6 czerwca upał, który dwa dni wcześniej wszedł na najwyższy poziom (31,1 maksymalnie i 21,9 średnio), przerwała piękna, nocna burza.
Ochłodziło się i zaczęło padać, ale nic nie miało drastycznej postaci. Nadal było ciepło - temperatury śmiało przekraczały 20 stopni, a w burzowym dniu 9 czerwca zbliżyła się o 0,1 do 26. Choć niektóre dni były dość pochmurne, Słońca nadal nie brakowało. Do 13 czerwca panowała przyjemna, zmienna pogoda.

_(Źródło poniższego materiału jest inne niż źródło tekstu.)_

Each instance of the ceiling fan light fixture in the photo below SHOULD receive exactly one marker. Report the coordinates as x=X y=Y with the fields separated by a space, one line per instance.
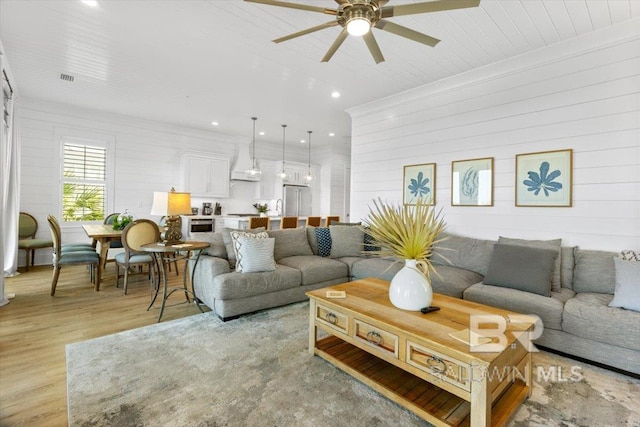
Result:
x=358 y=26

Dopiero później ochłodziło się bardziej znacznie.
Od 14 do 17 czerwca nie notowano wysokich temperatur i należało przywdziać cieplejsze ubrania wobec braku osiągnięć 20 stopni. Bardzo źle (ale ciekawie!) przedstawia się na tym polu dzień 15 czerwca, kiedy średnia temperatura dobowa była jednocyfrowa, wyniosła 9,8 stopnia
W ciągu dnia temperatura ledwo przekraczała 10-11 stopni, a przy tym było... słonecznie Nie była to pełna lampa; tego dnia wystąpiły nawet przelotne opady - jednak fakt świecącego Słońca przy takim ziąbie u progu przesilenia letniego zdumiewa.
18 czerwca zaczęło się ocieplać, choć początkowo nieznacznie i temperatury przekraczały 20 stopnie nieznacznie. Zabawa zaczęła się 21 dnia miesiąca.
Tydzień 21 - 27 czerwca 1982 roku uważam za naprawdę wspaniały Był ciepły (noce wprawdzie często ledwo dwucyfrowe, ale co poradzić, rekompensata nadeszła na innych polach), deszczowy i bardzo burzowy, napełniony dynamiką. Nie można było też narzekać na niedobory Słońca, które pokazywało się ochoczo. Najważniejsze były jednak fantastyczne deszcze świętojańskie, jedne z najlepszych w historii 26 czerwca, kiedy temperatura podskoczyła do ponad 28 stopni, zdarzyła się mocna i długa burza w nocy niosąca cudowną ulewę, 34,2 mm opadu. I następnego dnia, także przy wysokiej temperaturze maksymalnie 26,4 stopnia, sytuacja się powtórzyła - tyle, że o wcześniejszej porze. Dopadało kolejne 37,6 mm Cudowny dynamizm przyniósł niestety ochłodzenie i końcówka czerwca była trochę nieletnia - 28 i 30 czerwca nie było 20 stopni. Mimo to, nawet wtedy zdarzyły się burze (choć przy tej temperaturze to średnio cieszy) i trochę Słońca
To był całkiem ładny czerwuś. Kiedyś kojarzył mi się z upałem, po którym pozostał już tylko lód, a teraz widzę, że rzeczywistość nie była zero-jedynkowa. Poza zimnem w połowie czerwca zdarzyło się sporo dobrego, dominowała norma i lekkie ciepełko, zaś tydzień na początku III dekady miesiąca to super dynamizm.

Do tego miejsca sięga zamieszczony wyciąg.